По домам ходили музыканты, играли степенные, медленные танцы, в комнатах стало тесно, танцевали на улицах. К рассвету гости с русских кораблей, датские матросы, ремесленники, купцы, датчанки с дочерьми, с маленькими детьми на руках, важные министры королевского двора, пышно одетые послы и посланники, резиденты и жены высокопоставленных особ в богатых экипажах и каретах, верхами на рослых лошадях, — все собрались на площади Ратуши: одни веселиться, другие смотреть, как веселятся. Здесь, на площади, пылали смоляные факелы, датчане плясали танец с подпрыгиваниями и приседаниями. Девушки хватали за руки русских матросов, тянули в круг. Те сначала упирались, потом, подбодряемые друзьями, шли с хороводом.

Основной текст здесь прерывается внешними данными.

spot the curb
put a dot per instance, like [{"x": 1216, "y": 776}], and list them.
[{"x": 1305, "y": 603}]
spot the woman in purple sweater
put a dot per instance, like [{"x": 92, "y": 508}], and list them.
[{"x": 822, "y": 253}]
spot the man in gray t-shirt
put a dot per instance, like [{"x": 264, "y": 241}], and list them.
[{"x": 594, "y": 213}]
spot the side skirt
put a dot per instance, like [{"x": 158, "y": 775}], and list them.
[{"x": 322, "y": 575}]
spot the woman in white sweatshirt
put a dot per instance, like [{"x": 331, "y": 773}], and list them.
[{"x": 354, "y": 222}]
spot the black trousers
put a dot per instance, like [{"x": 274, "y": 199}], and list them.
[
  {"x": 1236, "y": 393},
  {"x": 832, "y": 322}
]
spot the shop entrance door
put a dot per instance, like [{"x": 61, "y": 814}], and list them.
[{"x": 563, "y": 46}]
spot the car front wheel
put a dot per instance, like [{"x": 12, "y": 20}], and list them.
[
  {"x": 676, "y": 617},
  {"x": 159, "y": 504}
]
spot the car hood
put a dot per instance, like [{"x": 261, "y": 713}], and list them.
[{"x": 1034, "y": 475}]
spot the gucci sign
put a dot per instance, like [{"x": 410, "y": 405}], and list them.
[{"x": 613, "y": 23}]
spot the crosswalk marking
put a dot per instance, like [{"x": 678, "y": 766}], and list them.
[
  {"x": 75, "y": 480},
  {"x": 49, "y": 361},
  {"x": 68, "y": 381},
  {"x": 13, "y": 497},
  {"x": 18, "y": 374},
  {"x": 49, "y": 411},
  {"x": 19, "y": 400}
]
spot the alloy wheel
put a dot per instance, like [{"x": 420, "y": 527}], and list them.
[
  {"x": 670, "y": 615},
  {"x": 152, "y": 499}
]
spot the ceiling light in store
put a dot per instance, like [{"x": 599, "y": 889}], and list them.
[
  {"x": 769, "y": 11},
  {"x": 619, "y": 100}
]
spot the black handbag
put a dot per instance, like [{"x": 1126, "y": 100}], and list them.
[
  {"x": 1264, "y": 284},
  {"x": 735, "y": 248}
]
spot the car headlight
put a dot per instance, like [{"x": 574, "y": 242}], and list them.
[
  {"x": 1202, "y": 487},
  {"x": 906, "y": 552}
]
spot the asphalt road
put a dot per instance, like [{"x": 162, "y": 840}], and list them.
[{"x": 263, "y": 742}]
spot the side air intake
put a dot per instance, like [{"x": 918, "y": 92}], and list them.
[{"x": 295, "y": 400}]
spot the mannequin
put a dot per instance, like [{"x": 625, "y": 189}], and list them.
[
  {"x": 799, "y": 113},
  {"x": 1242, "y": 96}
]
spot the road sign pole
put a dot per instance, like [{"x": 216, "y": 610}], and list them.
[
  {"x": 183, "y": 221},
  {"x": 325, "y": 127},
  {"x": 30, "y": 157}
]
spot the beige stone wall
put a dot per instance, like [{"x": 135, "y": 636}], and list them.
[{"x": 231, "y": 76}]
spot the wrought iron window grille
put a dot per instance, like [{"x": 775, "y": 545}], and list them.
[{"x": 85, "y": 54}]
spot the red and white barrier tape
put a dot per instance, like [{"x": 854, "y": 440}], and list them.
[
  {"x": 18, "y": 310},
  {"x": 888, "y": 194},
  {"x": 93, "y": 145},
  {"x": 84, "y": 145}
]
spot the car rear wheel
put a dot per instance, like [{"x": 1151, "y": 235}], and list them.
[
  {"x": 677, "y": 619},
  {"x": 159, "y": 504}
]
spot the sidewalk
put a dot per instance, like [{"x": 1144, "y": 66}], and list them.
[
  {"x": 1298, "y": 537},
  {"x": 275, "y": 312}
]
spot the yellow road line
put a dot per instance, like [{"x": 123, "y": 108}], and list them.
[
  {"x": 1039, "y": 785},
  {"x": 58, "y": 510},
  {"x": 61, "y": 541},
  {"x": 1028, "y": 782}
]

— Это кто же там стоит в стороне? — спросил Сильвестр Петрович бургомистра. — Вон, возле кареты. Все время один. Кто таков?

Бургомистр ответил со вздохом:

— Сэр Реджер Риплей — резидент английского королевства…

— Реджер Риплей? — почти спокойно переспросил Иевлев. — Не был ли он в России?

— Он был везде, — сказал бургомистр. — В давние времена он торговал пушками. Впрочем, и нынче он продал шведам немало огнестрельного оружия…

Помолчав, бургомистр еще раз вздохнул:

— Конечно, нам не следовало приглашать его на праздник, господин вице-адмирал, но не судите меня строго: трудно быть бургомистром столицы маленького королевства…

Когда Сильвестр Петрович со своими офицерами возвращался на корабль, его догнал капитан над портом. Было уже совсем светло, день обещал быть погожим, солнце, едва вынырнув, стало сразу же нагревать крыши, стены домов, брусчатку мостовых.

— Добрый день наступает и несет добрые вести! — произнес капитан над портом. — Хорошие вести, господин вице-адмирал. Очень хорошие вести…

Старик, запыхавшись, остановился, утер лицо платком. Остановился и Иевлев с офицерами.